Selain itu, bea masuk impor bahan baku plastik dan suku cadang pesawat juga diturunkan menjadi 0 persen. Langkah ini diharapkan dapat menekan inflasi, terutama pada sektor kemasan makanan, sekaligus meningkatkan daya saing industri penerbangan dan maintenance, repair, and overhaul (MRO).
Airlangga menegaskan, keseluruhan paket stimulus dirancang untuk menjaga momentum pertumbuhan ekonomi nasional pada paruh kedua 2026.
“Stimulus ini diarahkan untuk menjaga konsumsi masyarakat, memperkuat daya beli, serta menjaga aktivitas ekonomi agar tetap tumbuh di tengah tekanan eksternal,” kata Airlangga.
Peneliti Senior Departemen Ekonomi Centre for Strategic and International Studies (CSIS) Deni Friawan menilai stimulus pemerintah ke depan perlu semakin diarahkan untuk tidak hanya menopang konsumsi, tetapi juga memperkuat sisi pasokan untuk ekonomi.

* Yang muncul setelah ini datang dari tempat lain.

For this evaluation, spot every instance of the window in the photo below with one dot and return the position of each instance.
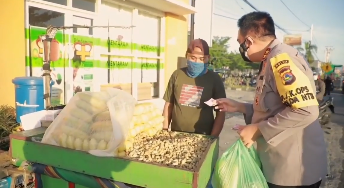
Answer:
(79, 21)
(89, 5)
(149, 50)
(60, 2)
(44, 18)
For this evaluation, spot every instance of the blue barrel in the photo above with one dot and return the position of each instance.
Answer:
(29, 95)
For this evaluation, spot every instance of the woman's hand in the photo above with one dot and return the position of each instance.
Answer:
(228, 105)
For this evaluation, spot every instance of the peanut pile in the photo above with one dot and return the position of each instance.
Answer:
(181, 150)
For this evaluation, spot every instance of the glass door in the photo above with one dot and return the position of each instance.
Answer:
(38, 20)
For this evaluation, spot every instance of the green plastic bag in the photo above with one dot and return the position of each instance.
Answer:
(239, 167)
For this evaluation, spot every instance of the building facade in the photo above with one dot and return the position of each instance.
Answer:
(133, 43)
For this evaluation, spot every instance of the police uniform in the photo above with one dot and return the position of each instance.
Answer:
(320, 89)
(292, 147)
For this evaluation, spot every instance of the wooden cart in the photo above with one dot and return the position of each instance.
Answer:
(61, 160)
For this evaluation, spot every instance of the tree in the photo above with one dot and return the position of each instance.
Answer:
(233, 60)
(219, 51)
(42, 18)
(309, 49)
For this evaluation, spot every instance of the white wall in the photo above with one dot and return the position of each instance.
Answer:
(203, 20)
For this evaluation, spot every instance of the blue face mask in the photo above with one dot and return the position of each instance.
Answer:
(196, 69)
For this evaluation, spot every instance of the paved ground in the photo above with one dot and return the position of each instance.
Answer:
(333, 136)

Menurut dia, insentif berbasis pasokan penting karena berkontribusi langsung pada penciptaan lapangan kerja.
“Kalau stimulus diarahkan ke supply, manfaatnya ganda. Peserta dapat pengalaman kerja sekaligus pendapatan untuk menopang daya beli. Dari sisi demand ada dorongan konsumsi, dari sisi supply kapasitas produksi juga meningkat,” ujar Deni.
Ia menilai pendekatan semacam itu menjadi penting agar stimulus tidak semata bersifat jangka pendek melalui bantuan konsumsi, melainkan juga mendorong fondasi pertumbuhan ekonomi yang lebih kuat.
Dalam laporan Mandiri Institute bertajuk Demographic Insights: Dinamika Kelas Menengah di 2025 yang dirilis Februari 2026, jumlah penduduk kelas menengah kembali menyusut 1,2 juta jiwa, dari 47,9 juta orang pada 2024 menjadi 46,7 juta orang pada 2025.
Sebelumnya, Pelaksana Harian Direktur Jenderal Stabilitas Ekonomi dan Fiskal Kementerian Keuangan Ferry Ardiyanto mengatakan, pemerintah akan terus berupaya memastikan kelompok kelas menengah tetap mampu bertahan menghadapi berbagai tantangan ekonomi.
Upaya tersebut, menurut Ferry, dilakukan melalui optimalisasi kebijakan fiskal yang tidak hanya difokuskan pada pertumbuhan ekonomi, tetapi juga menjaga ketahanan ekonomi rumah tangga.
“Ini semua akan kami lakukan agar kelas menengah tetap menjadi kelas menengah atau naik kelas, dan tidak jatuh ke aspiring middle class,” kata Ferry dalam rapat kerja Komisi XI DPR di Kompleks Parlemen, Senayan, Jakarta, Senin (15/6/2026).